Leviatán Rojo

En las costas del norte, hay ciertas islas deshabitadas a las que millones de pájaros acuden a construir sus nidos y poner sus huevos. Los elfos de la costa reman hasta allí, precisamente para robar los huevos, que sirven para reponer las fuerzas de los marineros.

Sin embargo, a las islas solo se debe navegar en Primavera, pues en el Otoño las olas son tan altas que engullen hasta la barca más robusta.

Y así sucedió, un bote de animosos pescadores fue a buscar huevos a la más solitaria y alejada de las islas, allá en la frontera de la costa con las profundidades, cuando se desató una de las tormentas más terribles que hayan azotados aquellas aguas.

Todos consiguieron volver menos uno, un muchacho elfo de cabellos rojizos, que no llegó a tiempo para saltar dentro de la barca y permaneció prisionero en el rocoso islote, mientras sus compañeros eran empujados lejos por un fuerte viento.

Durante días y días los pescadores de la aldea intentaron volver a rescatar al apuesto muchacho, pero nunca lo consiguieron. Alrededor de la isla las olas eran altas cómo montañas y ni los más poderosos barcos de guerra podían acercarse. Luego llegó el invierno con sus terribles temporales, y el muchacho fue dado por muerto, pues ¿quién habría sobrevivido entre aquellas rocas sin comida, ni agua ni cobijo?

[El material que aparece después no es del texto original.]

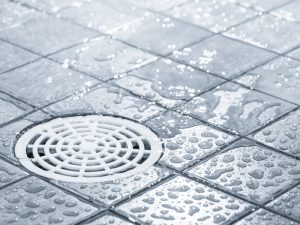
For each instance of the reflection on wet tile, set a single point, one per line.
(236, 108)
(264, 217)
(251, 171)
(186, 139)
(158, 34)
(48, 82)
(167, 82)
(183, 201)
(269, 32)
(216, 15)
(106, 99)
(103, 58)
(46, 35)
(280, 77)
(211, 56)
(33, 201)
(113, 191)
(288, 204)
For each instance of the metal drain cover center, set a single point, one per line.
(91, 148)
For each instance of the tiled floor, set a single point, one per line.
(217, 80)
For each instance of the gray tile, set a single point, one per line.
(46, 35)
(103, 58)
(236, 108)
(106, 99)
(158, 34)
(183, 201)
(251, 171)
(167, 82)
(269, 32)
(216, 15)
(186, 139)
(288, 204)
(33, 201)
(279, 77)
(113, 191)
(48, 82)
(210, 55)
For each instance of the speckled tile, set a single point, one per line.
(159, 34)
(236, 108)
(111, 192)
(103, 58)
(253, 172)
(283, 135)
(46, 34)
(211, 56)
(183, 201)
(167, 82)
(269, 32)
(32, 201)
(288, 204)
(264, 217)
(215, 15)
(106, 99)
(186, 139)
(48, 82)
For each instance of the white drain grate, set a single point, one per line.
(91, 148)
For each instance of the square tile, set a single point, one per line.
(103, 58)
(280, 77)
(46, 35)
(167, 82)
(48, 82)
(111, 192)
(283, 135)
(183, 201)
(159, 34)
(13, 57)
(268, 32)
(252, 171)
(214, 15)
(288, 204)
(186, 139)
(210, 55)
(106, 99)
(33, 201)
(236, 108)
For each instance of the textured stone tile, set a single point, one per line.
(216, 15)
(211, 56)
(106, 99)
(280, 77)
(236, 108)
(186, 139)
(264, 217)
(103, 58)
(251, 171)
(158, 34)
(48, 82)
(289, 203)
(46, 35)
(12, 57)
(268, 32)
(9, 133)
(111, 192)
(183, 201)
(33, 201)
(167, 82)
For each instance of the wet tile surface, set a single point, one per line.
(254, 172)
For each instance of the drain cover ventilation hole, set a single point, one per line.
(89, 148)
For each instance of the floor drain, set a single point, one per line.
(91, 148)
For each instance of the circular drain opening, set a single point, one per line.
(90, 148)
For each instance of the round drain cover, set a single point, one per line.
(91, 148)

Sin embargo, al llegar el verano, los pescadores volvieron a la isla, allí encontraron al joven elfo vivo y sano, con bellos ropajes y ricos ornamentos.

¿Qué había hecho para salvarse y porqué iba tan bien vestido? Todos preguntaron, sin embargo, ni una palabra al respecto salió de sus labios.
Unos meses después, al terminar el verano, delante de la puerta de la casa del joven de cabellos rojos, se encontró una preciosa cuna con un hermoso niño envuelto en telas de oro, el régulo de las tierras preguntó a todos los habitantes de la costa para descubrir quién había abandonado a la pobre criatura.

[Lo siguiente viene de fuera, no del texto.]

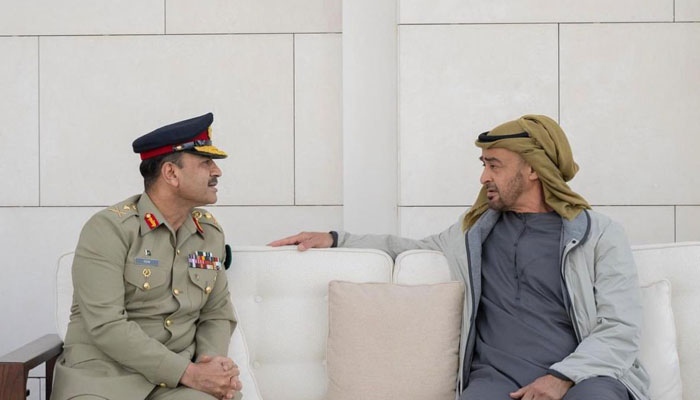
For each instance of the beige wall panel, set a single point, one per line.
(687, 10)
(262, 225)
(34, 238)
(642, 224)
(419, 222)
(251, 16)
(318, 123)
(630, 96)
(80, 17)
(688, 224)
(19, 113)
(457, 82)
(505, 11)
(114, 89)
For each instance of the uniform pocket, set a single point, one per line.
(144, 281)
(204, 279)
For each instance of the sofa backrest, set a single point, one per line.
(679, 263)
(281, 295)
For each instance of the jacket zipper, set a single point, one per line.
(572, 312)
(472, 318)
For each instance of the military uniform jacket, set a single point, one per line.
(147, 301)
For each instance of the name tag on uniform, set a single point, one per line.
(146, 261)
(204, 260)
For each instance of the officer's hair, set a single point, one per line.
(150, 169)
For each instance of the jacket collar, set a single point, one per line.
(576, 229)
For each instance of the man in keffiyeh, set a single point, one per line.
(554, 308)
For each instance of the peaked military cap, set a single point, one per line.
(191, 135)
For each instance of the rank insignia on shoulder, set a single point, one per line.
(204, 260)
(146, 261)
(151, 220)
(199, 227)
(117, 211)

Sin embargo, todos dijeron que no sabían nada. Incluso el joven pescador dijo lo mismo, añadiendo que seguro que se trataba de un pequeño gnomo, que habría que entregar la cuna a las olas para que se lo llevasen lejos.

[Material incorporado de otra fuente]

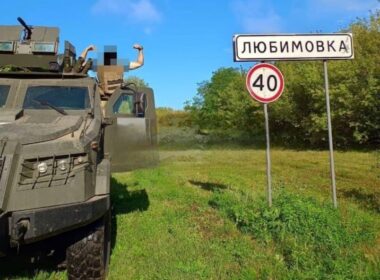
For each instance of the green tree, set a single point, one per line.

En aquel momento se oyó una voz de mujer.
- ¿Y así es como hablas de tu propio hijo? – del propio mar surgió una muchacha de la estirpe de Atlantis, de paso leve y ropas de fina seda marina que, con aire resentido, tomó al niño en brazos y desapareció bajo las aguas.

Tuvo entonces que confesar el joven que, al quedarse en la isla, los hijos de la Atlantida le acogieron y protegieron. Incluso le permitieron pasar el invierno en sus mansiones submarinas y casarse con una de sus hijas. Sin embargo, él estaba deseando volver a estar entre sus hermanos elfos, y cuando vio a sus compañeros marineros, no dudó en abandonar la isla y a su esposa. Aunque el niño fuera hijo suyo, añadió, no tenía ninguna intención de cuidarle, pues no era sino una abominación mestiza, ni elfo ni atlante.

Apenas había terminado de pronunciar estas palabras, palideció de golpe, sangrando por los ojos, corrió como un loco hacia el acantilado más alto de la isla. Una vez allí arriba, se arrojó al mar. Cuando reapareció se había convertido en un monstruoso leviatán de cabeza roja que se alejó hacia el horizonte con un fuerte coletazo.

La maldición de Atlantis le había alcanzado y castigado, como sucede siempre que se ofende al pueblo marino.